Each puck contains a number of electronic circuits with a small computer. In fact there are four computers in each puck.
The tablet controls the system. The tablet is connected to the orange master puck via bluetooth.
The master puck communicates with the yellow slave pucks via an 868 MHz wireless system. This system was chosen to allow for the longest possible range, thus giving the greatest number of possible uses. If the pucks are placed 50 centimetres above the ground, they will have a longer range than if placed at ground level. In a sports hall this means they can be in contact over the length of a badminton court.
We have exploded a puck to show what it contains.
The top half is made of ABS plastic, and is the primary contact for users and can take everyday knocks, including falling from a table to the floor. The top is designed and made in Denmark.
The mainboard includes the pucks largest computer which processes radio communication and controls the pucks other parts. these include an accelerometer, an RFID reader, plus touch, sound and light systems.

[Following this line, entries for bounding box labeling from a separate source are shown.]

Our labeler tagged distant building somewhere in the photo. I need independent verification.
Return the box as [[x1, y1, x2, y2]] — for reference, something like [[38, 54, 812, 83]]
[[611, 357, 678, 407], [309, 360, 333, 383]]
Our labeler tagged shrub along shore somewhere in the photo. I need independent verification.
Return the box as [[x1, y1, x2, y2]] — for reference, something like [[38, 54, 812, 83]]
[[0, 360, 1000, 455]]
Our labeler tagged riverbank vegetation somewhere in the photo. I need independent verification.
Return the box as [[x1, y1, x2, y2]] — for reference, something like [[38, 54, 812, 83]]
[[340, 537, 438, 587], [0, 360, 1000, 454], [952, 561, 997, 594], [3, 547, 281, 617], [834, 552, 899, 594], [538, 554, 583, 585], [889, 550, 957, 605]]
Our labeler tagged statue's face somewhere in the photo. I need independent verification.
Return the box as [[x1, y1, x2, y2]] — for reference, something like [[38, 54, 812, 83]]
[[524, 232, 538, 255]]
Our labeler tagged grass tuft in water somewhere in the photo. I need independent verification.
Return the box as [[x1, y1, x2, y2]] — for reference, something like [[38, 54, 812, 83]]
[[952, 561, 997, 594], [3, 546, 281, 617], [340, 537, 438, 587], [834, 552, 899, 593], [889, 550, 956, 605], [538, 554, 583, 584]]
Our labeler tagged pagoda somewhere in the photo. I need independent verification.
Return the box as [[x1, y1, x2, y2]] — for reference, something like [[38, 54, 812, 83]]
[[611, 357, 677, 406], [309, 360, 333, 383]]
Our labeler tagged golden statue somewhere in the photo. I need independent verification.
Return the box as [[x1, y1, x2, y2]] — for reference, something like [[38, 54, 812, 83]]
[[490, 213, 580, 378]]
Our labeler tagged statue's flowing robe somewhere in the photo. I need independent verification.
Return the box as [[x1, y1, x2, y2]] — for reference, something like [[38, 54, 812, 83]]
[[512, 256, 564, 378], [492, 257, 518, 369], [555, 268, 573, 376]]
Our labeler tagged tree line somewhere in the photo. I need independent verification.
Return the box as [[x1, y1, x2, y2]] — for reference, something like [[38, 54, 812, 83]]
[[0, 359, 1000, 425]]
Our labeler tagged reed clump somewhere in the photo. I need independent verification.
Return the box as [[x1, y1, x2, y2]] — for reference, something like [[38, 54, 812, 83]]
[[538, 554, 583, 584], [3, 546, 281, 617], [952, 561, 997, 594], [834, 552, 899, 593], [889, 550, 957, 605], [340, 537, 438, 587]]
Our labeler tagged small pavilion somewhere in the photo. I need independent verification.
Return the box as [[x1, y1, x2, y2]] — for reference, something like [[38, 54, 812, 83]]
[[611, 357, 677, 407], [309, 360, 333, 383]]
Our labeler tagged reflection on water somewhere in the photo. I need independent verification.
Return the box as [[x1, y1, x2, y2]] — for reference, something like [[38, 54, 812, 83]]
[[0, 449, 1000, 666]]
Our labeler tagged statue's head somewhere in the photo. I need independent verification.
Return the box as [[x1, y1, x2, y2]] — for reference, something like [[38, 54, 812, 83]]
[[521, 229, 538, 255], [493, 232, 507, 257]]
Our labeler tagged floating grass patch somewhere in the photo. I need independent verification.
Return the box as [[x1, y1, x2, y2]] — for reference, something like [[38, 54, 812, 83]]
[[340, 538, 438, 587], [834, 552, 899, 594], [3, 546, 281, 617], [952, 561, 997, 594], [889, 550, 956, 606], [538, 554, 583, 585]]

The pucks light system includes 12 RGB light diodes. The total of 36 light diodes can be controlled individually from the mainboards computer.
The mainboard also has an RFID card reader that communicates with cards held close to the puck in the same way as with a travel card.
The mainboard contains an ATMEGA1280 known from the large Arduino - boards. This has an Arduino - boot loader, which can be reached by USB via the green connector at the bottom of the puck.
There is a speaker the puck which is one of two response ( output ) systems in the puck.
The 4 magnets ensure that the puck sits securely where there is a metallic surface, and which ensures quick set up and packing up.
The bottom half is the pucks body, and it is free that the electronics er fixed. The top and bottom are secured with four screws. on the back is found the pucks serial number on a label. The colour of the bottom is orange for the master puck, and yellow for the slave pucks
The two brass heads at the bottom are to charge the puck from the charging station.
The two touch boards contain the electronic contact with the touch sensors and the infra red system. The sensors work like the screen on a smart phone. The infra red system supplements the touch sensors and comprises three infra red diodes in the top and an infra red sensor which can register reflections from things near the puck. If one system does not work, the other can be tried.
The infra red detector can register light from for example a laser beam. You can mark a finishing line with a laser beam. Note that there are safety considerations with the use of lasers with which you must be familiar, especially when children are nearby.
The touch board includes an ATMEGA168 known from Arduino -boards.
The Charger Board
The charger contains the electronics that allows for the charging of batteries. The board also features an accelerometer which is able to read how the pucks are standing in relation to specific gravity. This function is used for example, to control the on and off function.
The sound system is also found here and can hold up to three minutes sound clips. New sound clips can be uploaded to the pucks.
The Charger Board includes an ATMEGA168 known from Arduino -boards.
The battery supplies power to the electronics. Under normal conditions the battery can last for up til eight hours. A complete charge up for all parts takes about three hours.
The batteries give 3,7 V.
The rubber ring ensures that the puck is watertight in moderate rain. The pucks do not fail if they are outside when it starts to rain.
Please note however that the system is not recommended for outdoors use in rainfall, and that the guarantee does not cover water damage.
The four legged contact at the bottom of the puck is used when the puck is updated or programmed. The four prongs are similar to an USB connector. The pucks can be charged via a USB using a special convertor.